You might be skeptical, but I can explain.
I finished the character research for novel character #3 over a month ago and wrote down a goal to have her short story completed by August 31st. It’s an emotional story and I want to get it right. For several weeks, I’ve waffled about where to begin. A part of me wondered if my procrastination was caused by avoidance (to delay feeling her pain).
Yeah, I hear what you’re saying: “Oh, boo-hoo, quit sniveling. Suck it up and write the stinkin’ story if you want to be writer.”
You didn’t say that? Ah, must be my inner voice of encouragement again.
I was ready to go with the avoidance of pain theory, until I realized that my progress came to an abrupt halt as soon as I wrote a “deadline” for completion of this story, as well as the remaining three character stories. A more disturbing explanation came to mind: perhaps I’m subconsciously sabotaging myself by rebelling against my self-imposed deadline.
If that’s the case, it’s a puzzling personality development because I’ve spent my life avoiding rebellion. I turned down party invites because I knew my awkwardness had no place at rowdy gatherings. I sensed that just being in a “cool” place would not make me “cool,” unless it was air conditioned. Oh, and I knew my parents would ask too many questions for me to get away with anything.
To eliminate any doubts of the uncool aura that surrounded (and still surrounds) me, I should fess up that I only got three invitations, and I decided to go to the last one – at the age of twenty. I shouldn’t tell you that I stayed at the party for fifteen minutes before beating a hasty exit, but I just did.
When I arrived at the party, my olfactory nerves were assaulted by a wretched smell. A haze hung in the room, worse than Phoenix smog during a High Pollution Advisory. And I couldn’t figure out what the funky plastic things on the tables were. Finally, the fog of naivety cleared: my co-workers were potheads. And this fish was out of water.
Like a poker player hides any reaction to a dealt hand, I attempted to play calm. At the same time, I imagined my brain cells suffocating. I had a big Abnormal Psychology test on Monday and a 3.75 GPA. I didn’t want to blow either one, so I took in as little air as possible.

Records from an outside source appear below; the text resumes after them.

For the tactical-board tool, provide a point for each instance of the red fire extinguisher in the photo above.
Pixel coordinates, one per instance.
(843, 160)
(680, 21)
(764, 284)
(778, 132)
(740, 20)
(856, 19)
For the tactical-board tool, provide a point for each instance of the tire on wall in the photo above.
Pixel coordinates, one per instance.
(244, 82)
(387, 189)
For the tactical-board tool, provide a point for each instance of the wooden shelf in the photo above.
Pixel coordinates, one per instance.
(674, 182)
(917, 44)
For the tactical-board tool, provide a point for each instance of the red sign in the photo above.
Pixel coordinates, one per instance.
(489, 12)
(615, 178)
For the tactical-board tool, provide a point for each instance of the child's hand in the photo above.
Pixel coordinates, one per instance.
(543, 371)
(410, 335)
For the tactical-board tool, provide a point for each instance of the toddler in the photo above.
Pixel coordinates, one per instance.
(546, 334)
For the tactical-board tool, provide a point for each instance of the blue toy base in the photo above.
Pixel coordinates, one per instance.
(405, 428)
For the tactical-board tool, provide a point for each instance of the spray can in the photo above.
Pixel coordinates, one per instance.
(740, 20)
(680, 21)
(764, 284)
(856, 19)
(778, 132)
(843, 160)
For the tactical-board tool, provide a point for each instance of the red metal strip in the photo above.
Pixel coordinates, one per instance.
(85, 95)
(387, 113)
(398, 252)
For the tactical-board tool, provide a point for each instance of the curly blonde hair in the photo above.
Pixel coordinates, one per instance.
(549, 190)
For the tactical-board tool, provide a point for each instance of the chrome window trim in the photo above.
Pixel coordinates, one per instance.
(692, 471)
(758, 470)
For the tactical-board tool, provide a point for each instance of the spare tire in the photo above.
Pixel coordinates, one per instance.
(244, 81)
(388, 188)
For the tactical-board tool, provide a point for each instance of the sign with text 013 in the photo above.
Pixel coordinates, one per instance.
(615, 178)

I’m not sure if my dizziness resulted from the weed-filled air in the room, or lack of air. My ultra-geek mind imagined the police busting the party at any moment. I knew they would single me out of the group of sixty or so people and take me to jail and then I would have to call my parents to bail me out…and that was enough – I left the party.
It wasn’t a “cool” exit. There were no excuses, no thanks for the invite – nothing. I literally ran out like someone set my skirt on fire. When I got far enough away, I sucked in gulps of weed-free air, thankful to be on the right side of the law again.
My brush with youthful rebellion ended up being the uprising that wasn’t. Now, I have a chance to redeem myself. This is why I must rebel against writing rebellion and finish that story by August 31st.
This is why, if I had the dexterity, I’d give myself a swift kick in the rear.
What’s your biggest roadblock to accomplishing your writing goals? How did you do youthful rebellion? How are you rebellious today?